Chegadas ao aeroporto, lá percorri os corredores desde a estação até ao terminal do check-in com a Queeny a rolar ao meu lado (não tivessem sido os pneus esvaziados e eu teria sido menina para tê-los percorrido montada na bicicleta, que aquela porcaria é longe que se farta). Devo dizer que a atenção de colocar rampas e elevadores em tudo o que é mudanças de piso, quer nas estações quer em todo o aeroporto, me facilitou enormemente a vida (imagino então o alívio que não é a pessoas com mobilidade reduzida). Seria de esperar que colocar rampas e elevadores, ou pelo menos escadas rolantes, em sítios onde o pessoal normalmente anda carregado fosse óbvio mas Bruxelas ensinou-me que não é. Muita bagagem com metade do meu peso alombei eu pelas escadas das estações do metro bruxelense.
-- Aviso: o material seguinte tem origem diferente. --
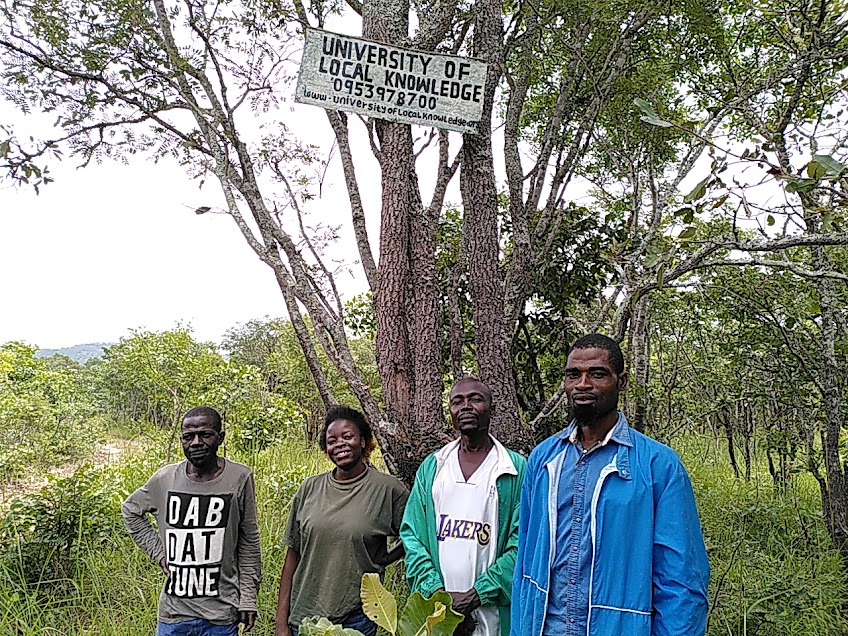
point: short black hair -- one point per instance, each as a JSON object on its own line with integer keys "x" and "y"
{"x": 342, "y": 412}
{"x": 474, "y": 378}
{"x": 600, "y": 341}
{"x": 208, "y": 411}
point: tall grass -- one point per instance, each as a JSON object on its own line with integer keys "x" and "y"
{"x": 774, "y": 568}
{"x": 775, "y": 571}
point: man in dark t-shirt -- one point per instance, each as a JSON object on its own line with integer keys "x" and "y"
{"x": 208, "y": 538}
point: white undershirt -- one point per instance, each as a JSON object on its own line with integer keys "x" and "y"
{"x": 467, "y": 526}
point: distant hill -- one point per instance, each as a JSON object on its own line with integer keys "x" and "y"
{"x": 80, "y": 353}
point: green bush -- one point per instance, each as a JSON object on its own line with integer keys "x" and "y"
{"x": 775, "y": 571}
{"x": 42, "y": 535}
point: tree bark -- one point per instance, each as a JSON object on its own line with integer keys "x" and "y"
{"x": 479, "y": 197}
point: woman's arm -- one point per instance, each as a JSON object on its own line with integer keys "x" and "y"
{"x": 284, "y": 598}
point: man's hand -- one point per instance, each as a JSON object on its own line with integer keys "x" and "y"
{"x": 466, "y": 627}
{"x": 282, "y": 629}
{"x": 247, "y": 619}
{"x": 465, "y": 602}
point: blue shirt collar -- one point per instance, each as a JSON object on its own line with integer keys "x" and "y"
{"x": 620, "y": 432}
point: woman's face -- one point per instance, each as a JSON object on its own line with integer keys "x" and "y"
{"x": 344, "y": 444}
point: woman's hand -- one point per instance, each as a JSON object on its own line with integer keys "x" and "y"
{"x": 284, "y": 598}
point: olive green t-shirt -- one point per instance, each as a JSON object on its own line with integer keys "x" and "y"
{"x": 340, "y": 529}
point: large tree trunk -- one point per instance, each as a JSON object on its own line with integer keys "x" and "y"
{"x": 834, "y": 500}
{"x": 406, "y": 300}
{"x": 479, "y": 198}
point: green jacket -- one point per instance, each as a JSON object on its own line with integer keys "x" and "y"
{"x": 418, "y": 532}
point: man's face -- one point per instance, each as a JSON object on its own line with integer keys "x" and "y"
{"x": 591, "y": 384}
{"x": 345, "y": 444}
{"x": 470, "y": 406}
{"x": 200, "y": 440}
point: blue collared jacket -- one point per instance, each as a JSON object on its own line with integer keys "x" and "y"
{"x": 649, "y": 570}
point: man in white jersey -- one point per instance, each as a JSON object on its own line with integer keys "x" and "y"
{"x": 460, "y": 528}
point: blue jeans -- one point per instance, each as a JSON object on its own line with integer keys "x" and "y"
{"x": 196, "y": 627}
{"x": 358, "y": 621}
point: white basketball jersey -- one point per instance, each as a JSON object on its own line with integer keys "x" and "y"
{"x": 467, "y": 526}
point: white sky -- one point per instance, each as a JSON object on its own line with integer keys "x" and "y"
{"x": 113, "y": 247}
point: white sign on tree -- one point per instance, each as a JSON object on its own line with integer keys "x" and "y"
{"x": 373, "y": 79}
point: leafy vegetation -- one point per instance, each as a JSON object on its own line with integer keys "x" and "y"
{"x": 67, "y": 566}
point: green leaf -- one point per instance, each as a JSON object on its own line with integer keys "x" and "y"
{"x": 321, "y": 626}
{"x": 687, "y": 234}
{"x": 815, "y": 170}
{"x": 831, "y": 166}
{"x": 649, "y": 115}
{"x": 378, "y": 603}
{"x": 698, "y": 192}
{"x": 645, "y": 107}
{"x": 720, "y": 201}
{"x": 436, "y": 617}
{"x": 801, "y": 185}
{"x": 414, "y": 617}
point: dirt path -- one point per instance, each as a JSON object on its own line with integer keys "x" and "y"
{"x": 103, "y": 455}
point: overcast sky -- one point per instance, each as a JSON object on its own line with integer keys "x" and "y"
{"x": 116, "y": 247}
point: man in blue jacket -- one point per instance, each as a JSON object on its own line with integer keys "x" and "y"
{"x": 609, "y": 540}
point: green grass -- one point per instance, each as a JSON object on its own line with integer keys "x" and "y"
{"x": 774, "y": 569}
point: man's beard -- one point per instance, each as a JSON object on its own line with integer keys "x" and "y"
{"x": 586, "y": 415}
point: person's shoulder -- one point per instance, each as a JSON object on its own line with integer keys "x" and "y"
{"x": 237, "y": 467}
{"x": 168, "y": 470}
{"x": 385, "y": 480}
{"x": 657, "y": 454}
{"x": 517, "y": 458}
{"x": 314, "y": 480}
{"x": 546, "y": 449}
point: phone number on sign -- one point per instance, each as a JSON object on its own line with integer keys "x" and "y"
{"x": 390, "y": 95}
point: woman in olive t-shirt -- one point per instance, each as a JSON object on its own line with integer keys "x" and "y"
{"x": 338, "y": 529}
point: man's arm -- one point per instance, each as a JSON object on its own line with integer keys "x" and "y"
{"x": 516, "y": 610}
{"x": 421, "y": 572}
{"x": 680, "y": 565}
{"x": 494, "y": 586}
{"x": 134, "y": 511}
{"x": 249, "y": 555}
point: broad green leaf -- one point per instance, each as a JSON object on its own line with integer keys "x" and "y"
{"x": 378, "y": 603}
{"x": 698, "y": 192}
{"x": 656, "y": 121}
{"x": 436, "y": 617}
{"x": 687, "y": 234}
{"x": 649, "y": 115}
{"x": 321, "y": 626}
{"x": 645, "y": 107}
{"x": 415, "y": 615}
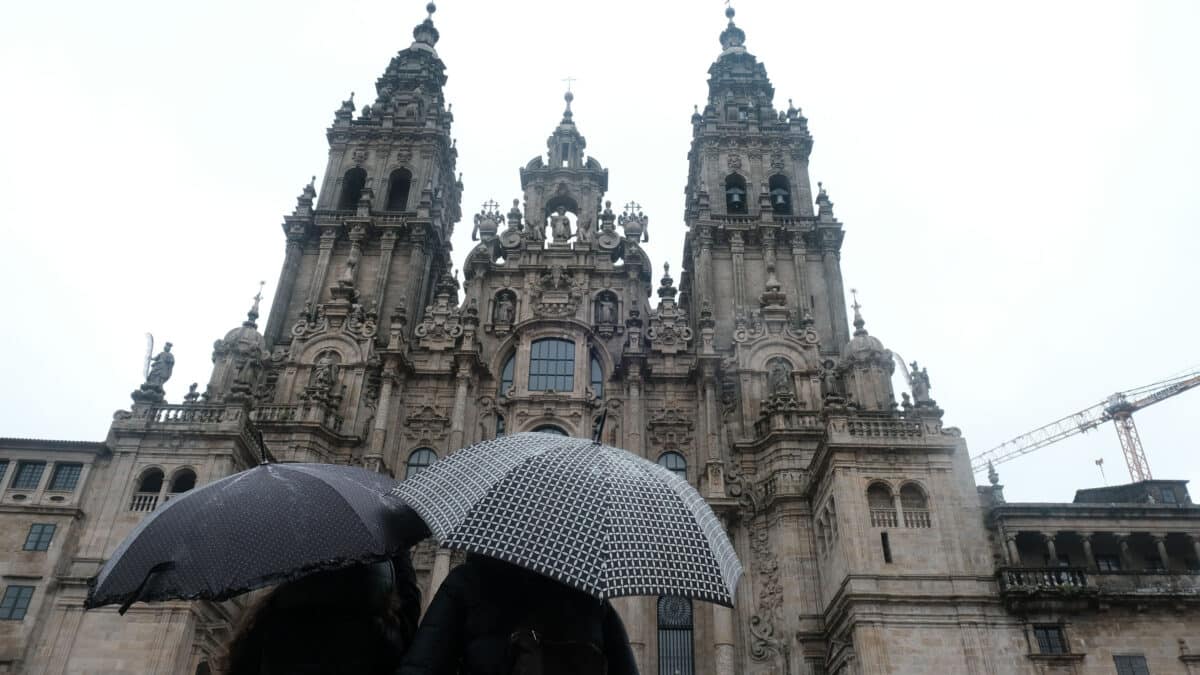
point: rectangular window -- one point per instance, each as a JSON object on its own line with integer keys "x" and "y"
{"x": 40, "y": 535}
{"x": 28, "y": 476}
{"x": 1131, "y": 664}
{"x": 65, "y": 477}
{"x": 15, "y": 602}
{"x": 1050, "y": 639}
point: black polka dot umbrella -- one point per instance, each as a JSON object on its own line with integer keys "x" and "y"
{"x": 262, "y": 526}
{"x": 588, "y": 515}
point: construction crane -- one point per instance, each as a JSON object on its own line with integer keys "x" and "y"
{"x": 1117, "y": 408}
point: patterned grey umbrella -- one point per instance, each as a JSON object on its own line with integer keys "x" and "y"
{"x": 588, "y": 515}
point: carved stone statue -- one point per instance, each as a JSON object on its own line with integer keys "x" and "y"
{"x": 779, "y": 378}
{"x": 606, "y": 310}
{"x": 504, "y": 309}
{"x": 919, "y": 384}
{"x": 161, "y": 368}
{"x": 324, "y": 371}
{"x": 561, "y": 226}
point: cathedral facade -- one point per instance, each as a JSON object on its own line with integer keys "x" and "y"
{"x": 867, "y": 543}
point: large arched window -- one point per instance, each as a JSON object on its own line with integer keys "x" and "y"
{"x": 676, "y": 653}
{"x": 507, "y": 376}
{"x": 883, "y": 508}
{"x": 735, "y": 193}
{"x": 915, "y": 506}
{"x": 419, "y": 460}
{"x": 397, "y": 190}
{"x": 183, "y": 481}
{"x": 552, "y": 365}
{"x": 675, "y": 463}
{"x": 597, "y": 377}
{"x": 780, "y": 195}
{"x": 352, "y": 187}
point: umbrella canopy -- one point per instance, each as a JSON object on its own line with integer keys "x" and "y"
{"x": 589, "y": 515}
{"x": 258, "y": 527}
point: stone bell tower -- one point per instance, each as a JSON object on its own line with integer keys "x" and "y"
{"x": 749, "y": 208}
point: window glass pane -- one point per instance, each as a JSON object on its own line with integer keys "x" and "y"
{"x": 39, "y": 538}
{"x": 66, "y": 477}
{"x": 419, "y": 461}
{"x": 29, "y": 475}
{"x": 552, "y": 365}
{"x": 16, "y": 602}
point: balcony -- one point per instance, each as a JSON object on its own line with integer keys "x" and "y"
{"x": 1066, "y": 587}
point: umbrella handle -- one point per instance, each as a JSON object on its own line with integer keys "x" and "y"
{"x": 137, "y": 593}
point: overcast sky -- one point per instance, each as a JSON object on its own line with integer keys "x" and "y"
{"x": 1018, "y": 180}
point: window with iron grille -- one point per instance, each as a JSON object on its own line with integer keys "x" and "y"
{"x": 15, "y": 602}
{"x": 552, "y": 365}
{"x": 1050, "y": 639}
{"x": 40, "y": 536}
{"x": 65, "y": 477}
{"x": 1131, "y": 664}
{"x": 419, "y": 460}
{"x": 676, "y": 652}
{"x": 28, "y": 476}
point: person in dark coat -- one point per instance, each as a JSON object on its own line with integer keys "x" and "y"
{"x": 489, "y": 616}
{"x": 359, "y": 620}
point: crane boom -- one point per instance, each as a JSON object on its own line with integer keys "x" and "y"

Chegada à zona do check-in tratei de desenrolar o saco que trazia dentro dos alforges para embalar a bicicleta e despachá-la para o porão. 


Embalada e pronta a viajar 2000 km.



Estava com medo que surgissem problemas se fosse óbvio que o saco levava uma bicicleta e obrigarem-me a pagar a taxa de equipamento desportivo (que no aeroporto seriam £60) e a brincadeira acabar por me custar quase tanto como a bicicleta no final de contas. Mas não. Correu tudo bem, o senhor no check-in indicou-me só que levasse o saco ao balcão da bagagem fora de formato para que a mala fosse tratada com mais cuidado, já que era um saco mole.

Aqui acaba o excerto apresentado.